Si l’on connaît plutôt bien l’automobile roumaine, grâce à Aro, Oltcit
ou Dacia, on connaît peu l’automobile bulgare. Il faut dire que ce pays,
coincé entre la Grèce et la Roumaine, n’aura pas brillé pour son
industrie automobile. Mais dans les années 60, à l’instar de son voisin
roumain, les autorités bulgares décident de se doter eux aussi d’un
constructeur national. Et comme le voisin roumain, c’est vers l’occident
que la Bulgarie va se tourner, plutôt que vers un pays « frère ».
L’organisation étatique Bulet (en charge de l’exportation et du commerce
international) est à l’initiative de ce projet avec l’idée de motoriser
le peuple bulgare d’une part, mais aussi d’exporter sa production afin
de faire rentrer des devises.

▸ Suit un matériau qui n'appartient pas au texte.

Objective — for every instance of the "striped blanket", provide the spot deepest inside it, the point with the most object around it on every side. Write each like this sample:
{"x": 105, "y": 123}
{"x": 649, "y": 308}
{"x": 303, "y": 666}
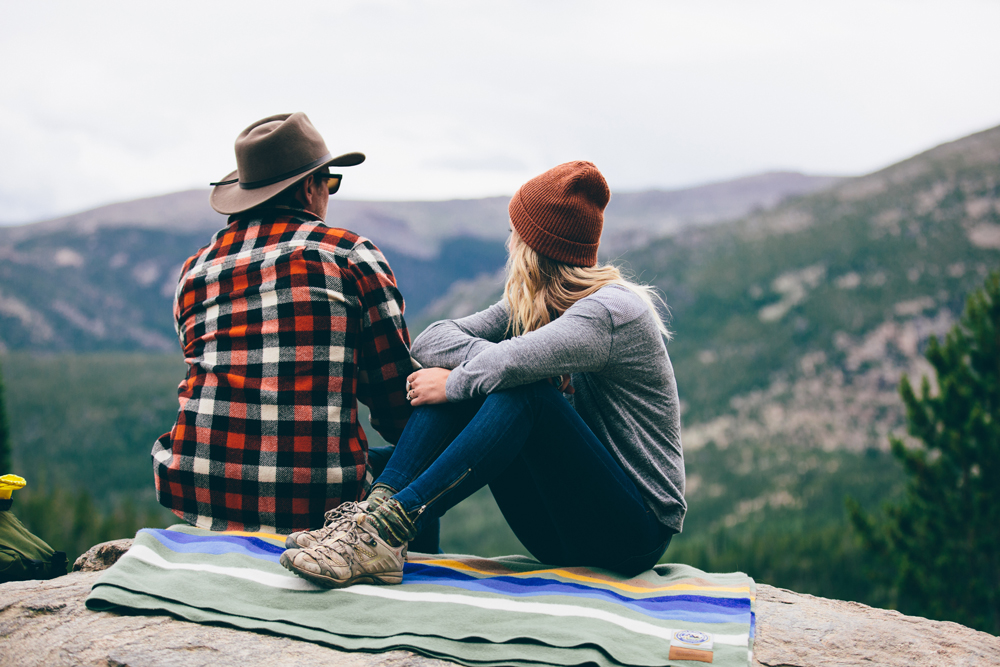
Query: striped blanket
{"x": 476, "y": 611}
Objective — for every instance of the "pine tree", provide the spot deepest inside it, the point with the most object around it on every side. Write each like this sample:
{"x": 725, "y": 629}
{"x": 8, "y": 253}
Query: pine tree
{"x": 940, "y": 546}
{"x": 5, "y": 448}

Dès 1963, un appel d’offre est lancé,
auquel répondent les constructeurs Renault, Fiat, Simca et Alfa Romeo.
Et comme en Roumanie, c’est la régie nationale française qui gagne ce
concours. Son offre initiale concernait la Renault 4, mais le contrat
finalement signé en 1965 portait finalement sur les Renault 8 et 10.

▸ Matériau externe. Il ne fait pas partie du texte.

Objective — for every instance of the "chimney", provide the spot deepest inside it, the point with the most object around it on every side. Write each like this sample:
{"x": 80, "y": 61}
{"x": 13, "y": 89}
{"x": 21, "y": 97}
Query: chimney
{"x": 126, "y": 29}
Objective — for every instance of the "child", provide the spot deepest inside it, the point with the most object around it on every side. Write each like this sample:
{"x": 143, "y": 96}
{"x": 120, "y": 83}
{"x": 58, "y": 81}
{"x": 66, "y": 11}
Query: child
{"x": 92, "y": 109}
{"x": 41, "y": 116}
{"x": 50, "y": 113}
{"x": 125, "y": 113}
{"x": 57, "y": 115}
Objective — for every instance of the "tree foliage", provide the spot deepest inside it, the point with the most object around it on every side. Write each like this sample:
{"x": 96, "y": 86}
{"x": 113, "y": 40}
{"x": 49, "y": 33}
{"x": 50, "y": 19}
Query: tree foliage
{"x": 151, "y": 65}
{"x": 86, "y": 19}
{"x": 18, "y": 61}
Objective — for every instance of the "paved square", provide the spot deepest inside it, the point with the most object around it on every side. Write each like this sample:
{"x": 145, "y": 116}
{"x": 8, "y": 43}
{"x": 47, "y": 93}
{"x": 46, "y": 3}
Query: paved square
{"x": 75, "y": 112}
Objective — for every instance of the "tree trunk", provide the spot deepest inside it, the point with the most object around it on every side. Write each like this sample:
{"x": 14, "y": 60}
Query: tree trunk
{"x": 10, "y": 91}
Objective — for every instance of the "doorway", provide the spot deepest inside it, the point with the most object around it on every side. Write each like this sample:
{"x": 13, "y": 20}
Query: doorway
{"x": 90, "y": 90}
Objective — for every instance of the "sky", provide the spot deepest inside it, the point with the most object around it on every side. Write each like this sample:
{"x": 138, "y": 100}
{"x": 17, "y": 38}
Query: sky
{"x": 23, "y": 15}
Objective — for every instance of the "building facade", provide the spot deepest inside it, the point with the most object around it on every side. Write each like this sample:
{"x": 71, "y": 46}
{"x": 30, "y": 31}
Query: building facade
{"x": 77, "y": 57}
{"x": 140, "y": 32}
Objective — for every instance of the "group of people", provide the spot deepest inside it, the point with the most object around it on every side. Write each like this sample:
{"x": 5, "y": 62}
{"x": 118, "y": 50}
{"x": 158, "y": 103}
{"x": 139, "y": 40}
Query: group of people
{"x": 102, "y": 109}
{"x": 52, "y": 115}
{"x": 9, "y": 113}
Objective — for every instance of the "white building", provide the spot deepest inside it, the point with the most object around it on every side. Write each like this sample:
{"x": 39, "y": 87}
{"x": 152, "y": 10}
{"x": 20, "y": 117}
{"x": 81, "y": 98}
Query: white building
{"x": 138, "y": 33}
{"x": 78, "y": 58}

C’est Metalhim, une société d’armement, qui se chargera d’assembler les
Renault dans son usine de Plovdiv, sous le nom original de
Bulgarrenault ! Le conseil des ministres autorise l’opération en juillet
66, et le contrat définitif sera signé avec Renault le 18 septembre
1966. L’opération est assez classique, la firme au losange livrant aux
bulgares toutes les pièces (les fameux CKD), qui se chargeaient du
montage final. Mais le contrat prévoyait que petit à petit, des pièces
d’origine bulgare seraient intégrées à la fabrication. Le contrat
interdisait aussi aux Bulgares d’exporter ces voitures (ce qui faisait
bien rigoler nos amis de l’Est, connus pour leur roublardise).

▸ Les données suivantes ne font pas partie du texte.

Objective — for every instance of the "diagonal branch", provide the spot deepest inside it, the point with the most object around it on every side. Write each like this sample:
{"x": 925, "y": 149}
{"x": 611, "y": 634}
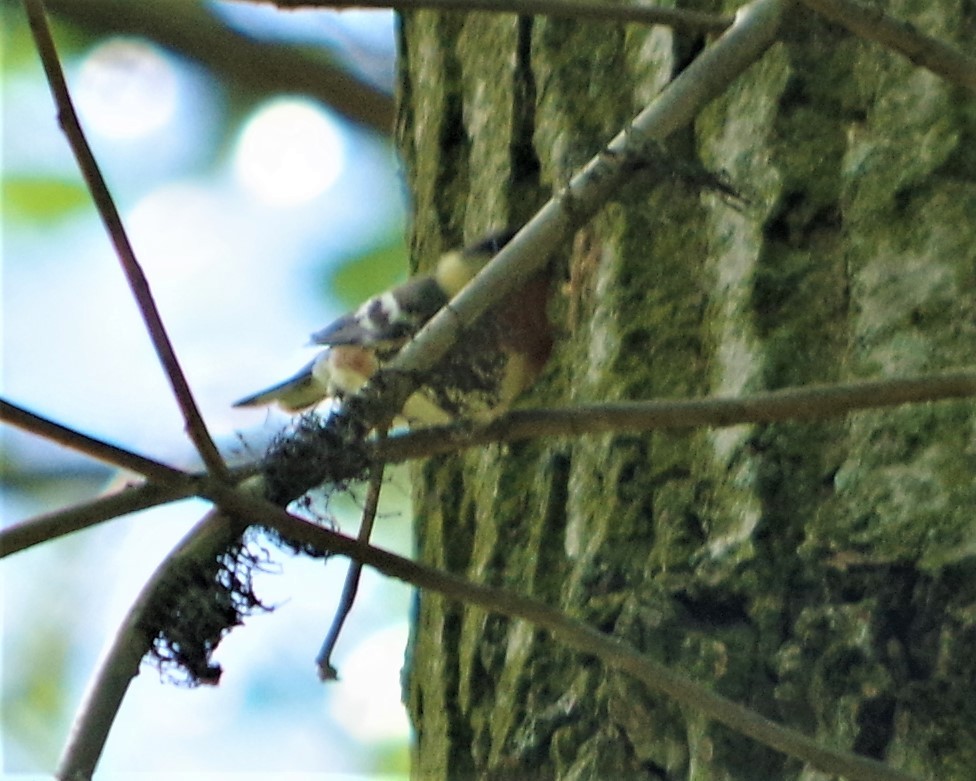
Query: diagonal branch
{"x": 90, "y": 446}
{"x": 924, "y": 50}
{"x": 811, "y": 401}
{"x": 678, "y": 103}
{"x": 192, "y": 30}
{"x": 327, "y": 671}
{"x": 678, "y": 18}
{"x": 50, "y": 526}
{"x": 121, "y": 662}
{"x": 68, "y": 119}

Deux jours seulement après la signature du contrat, 10 Bulgarrenault 8
fabriquées à la va-vite dans l’usine militaire de Kazanlak étaient
exposées à la Foire de Plovdiv. Le projet bulgare prend deux ans
d’avance sur ses voisins roumains, et l’heure est à l’enthousiasme,
puisque les autorités et le Bulet prévoient une production de 10 000
véhicules fin 1970.
Début 1967, l’usine de Plovdiv est enfin opérationnelle, et la
production peut commencer. C’est la Bulgarrenault 8 qui ouvre le bal,
mais elle sera bientôt rejointe par une plus « luxueuse » Bulgarrenault
10. Mais les ambitions des Bulgares ne s’arrêtent pas là. Ils se piquent
de vouloir aussi produire une sportive capable de rivaliser avec les
Skoda, notamment en rallye. C’est donc vers Alpine qu’ils se tournent.
Ca tombe bien, Jean Rédélé a besoin de cash. Si Renault détient déjà une
petite participation dans Alpine, il ne sera majoritaire qu’en 1973. La
marque dieppoise vend donc la licence de fabrication de l’A110, calquée
sur le contrat Renault de 1966. La berlinette deviendra la Bulgaralpine
Berline.
Les premières « Berlines » commenceront à sortir des chaînes en 1968,
permettant au pilote bulgare Iliva Chibricov de gagner le Rallye de
Zlatny Piasaci, puis une version « cabriolet » peu répandue. Si le
soleil semble briller entre bulgares et français, en fait le torchon
brûlera assez rapidement. En 1970, Renault et Alpine stopperont toute
collaboration avec ces coquins de bulgares, mettant un terme à cet
embryon d’industrie automobile. Pourquoi ? Tout bêtement parce que nos
amis de l’est s’étaient permis quelques libertés ! Malgré l’interdiction
contractuelle, Bulgarrenault commença à exporter dès 1968 vers la
Yougoslavie 522 exemplaires de Renault 10. En 1970, environ 1700
exemplaires avaient été exportés vers la Yougoslavie, l’Autriche, mais
aussi d’autres pays du moyen orient. On invoqua des raisons politiques
pour rompre le contrat, mais en réalité, c’est bien parce que les
bulgares commençaient à n’en faire qu’à leur tête que les ponts furent
coupés !
Au total, environ 4000 exemplaires de Renault 8 et 10 furent fabriquées
en Bulgarie entre 1967 et 1970, ainsi qu’un certain nombre de
Bulgaralpine « Berline » (entre 70 et 200 exemplaires selon les
sources). Si les Bulgarrenault ont disparu, on voit réapparaître
régulièrement à la vente des Bulgaralpine, qui séduisent les amateurs de
berlinettes malgré la difficulté de les « légaliser ».